The end justifies the means: ‘My guilt was presumed in advance for political reasons’
One gets the impression that the aim – the prosecution of Papastavrou – had been set in advance and everything (and everyone) served this purpose, even if the evidence would not lead to that result. For this reason, the… goalposts were constantly moved.
“Unfortunately, this is accurate,” notes Papastavrou. “In my case it is correct to assume that the presumption of innocence had been revoked and, in fact, a presumption of guilt was created, for obvious reasons of political gain. My guilt was presumed in advance for political reasons,” he added.
According to Papastavrou, his case presents “two different approaches as to the political process in our country”.

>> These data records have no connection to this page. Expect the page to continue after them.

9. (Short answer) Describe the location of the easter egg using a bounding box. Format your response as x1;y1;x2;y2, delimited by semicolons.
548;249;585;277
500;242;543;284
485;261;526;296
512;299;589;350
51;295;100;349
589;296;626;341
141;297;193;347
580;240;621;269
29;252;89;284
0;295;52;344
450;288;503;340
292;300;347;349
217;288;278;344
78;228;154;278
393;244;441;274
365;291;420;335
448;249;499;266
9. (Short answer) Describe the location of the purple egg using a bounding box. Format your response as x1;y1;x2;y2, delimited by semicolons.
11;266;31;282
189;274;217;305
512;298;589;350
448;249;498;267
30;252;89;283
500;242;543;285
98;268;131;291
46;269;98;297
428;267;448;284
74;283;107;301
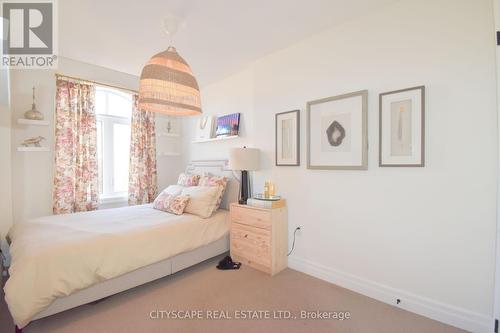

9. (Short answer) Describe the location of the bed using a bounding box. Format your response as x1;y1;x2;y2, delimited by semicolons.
4;161;238;328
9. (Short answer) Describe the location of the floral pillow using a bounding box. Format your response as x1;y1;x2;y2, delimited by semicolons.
177;173;200;186
153;191;189;215
198;174;227;212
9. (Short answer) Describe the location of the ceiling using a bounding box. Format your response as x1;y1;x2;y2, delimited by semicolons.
58;0;396;86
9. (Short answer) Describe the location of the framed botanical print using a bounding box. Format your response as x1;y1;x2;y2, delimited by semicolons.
379;86;425;167
307;90;368;170
275;110;300;166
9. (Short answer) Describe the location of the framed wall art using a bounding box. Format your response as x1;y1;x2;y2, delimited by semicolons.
215;113;240;137
307;90;368;170
275;110;300;166
379;86;425;167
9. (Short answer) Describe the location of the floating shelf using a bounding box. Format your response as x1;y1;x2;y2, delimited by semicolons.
193;135;240;143
17;118;49;126
17;147;50;151
156;151;181;157
158;133;180;138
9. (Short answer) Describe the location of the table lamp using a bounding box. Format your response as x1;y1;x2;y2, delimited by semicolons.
229;147;260;205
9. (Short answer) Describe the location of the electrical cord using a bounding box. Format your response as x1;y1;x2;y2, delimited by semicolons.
287;227;300;257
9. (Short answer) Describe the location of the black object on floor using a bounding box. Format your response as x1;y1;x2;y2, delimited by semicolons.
217;256;241;270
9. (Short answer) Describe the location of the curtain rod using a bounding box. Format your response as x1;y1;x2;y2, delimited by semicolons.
55;73;139;94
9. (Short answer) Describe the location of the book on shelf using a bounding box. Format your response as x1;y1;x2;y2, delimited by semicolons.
247;198;286;208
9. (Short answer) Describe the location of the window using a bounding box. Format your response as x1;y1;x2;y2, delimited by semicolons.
95;87;132;200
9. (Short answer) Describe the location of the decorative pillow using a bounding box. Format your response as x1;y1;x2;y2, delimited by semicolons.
161;185;184;197
198;174;227;212
177;173;200;186
153;191;189;215
182;186;219;218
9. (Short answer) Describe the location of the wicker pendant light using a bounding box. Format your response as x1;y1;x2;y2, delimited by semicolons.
139;46;202;116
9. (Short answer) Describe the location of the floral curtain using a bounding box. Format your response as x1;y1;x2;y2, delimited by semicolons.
53;79;98;214
128;95;156;205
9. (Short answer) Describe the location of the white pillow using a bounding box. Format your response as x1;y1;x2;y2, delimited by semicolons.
181;186;219;218
158;185;184;197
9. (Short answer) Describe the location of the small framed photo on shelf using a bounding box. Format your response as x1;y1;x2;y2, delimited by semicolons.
215;113;240;137
379;86;425;167
196;116;214;140
307;90;368;170
275;110;300;166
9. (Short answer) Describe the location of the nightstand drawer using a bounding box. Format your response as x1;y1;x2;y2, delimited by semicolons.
231;207;271;230
231;223;271;266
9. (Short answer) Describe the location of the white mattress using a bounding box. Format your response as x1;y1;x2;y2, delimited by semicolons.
4;205;229;327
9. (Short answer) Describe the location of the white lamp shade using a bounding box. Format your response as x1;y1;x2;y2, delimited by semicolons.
229;148;260;171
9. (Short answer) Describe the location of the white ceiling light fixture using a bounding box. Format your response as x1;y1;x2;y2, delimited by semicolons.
139;15;202;116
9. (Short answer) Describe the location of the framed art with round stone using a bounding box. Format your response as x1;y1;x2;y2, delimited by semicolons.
307;90;368;170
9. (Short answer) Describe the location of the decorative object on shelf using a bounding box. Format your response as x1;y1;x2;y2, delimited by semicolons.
307;90;368;170
193;135;239;143
264;180;276;198
253;193;281;201
21;136;45;147
24;87;43;120
196;116;214;140
275;110;300;166
229;147;260;205
379;86;425;167
17;118;49;126
247;197;286;208
215;113;240;137
139;16;202;116
165;118;172;134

“The first one is that of liberal democracy, whose linchpin is that justice as the linchpin of democracy. Yet, there is also the Marxist-Leninist approach, which assumes that the essence of politics is a war fought between enemies and friends, and that the latter must by all means prevail over the former. To defeat the enemy in the battlefield, one uses all means, whether legal or illegal, and any institutional safeguards set by the rule of law are devalued as mere formalities,” Papastavrou said.
“Any parliamentary majority, regardless of how powerful, should not lead to disregarding the presumption of innocence. In a liberal democracy, the individual rights of citizens are inviolable and must be protected,” he said, citing the late Professor of Constitutional Law Stavros Tsakyrakis, whom he met at Harvard Law School between 1993 and 1994.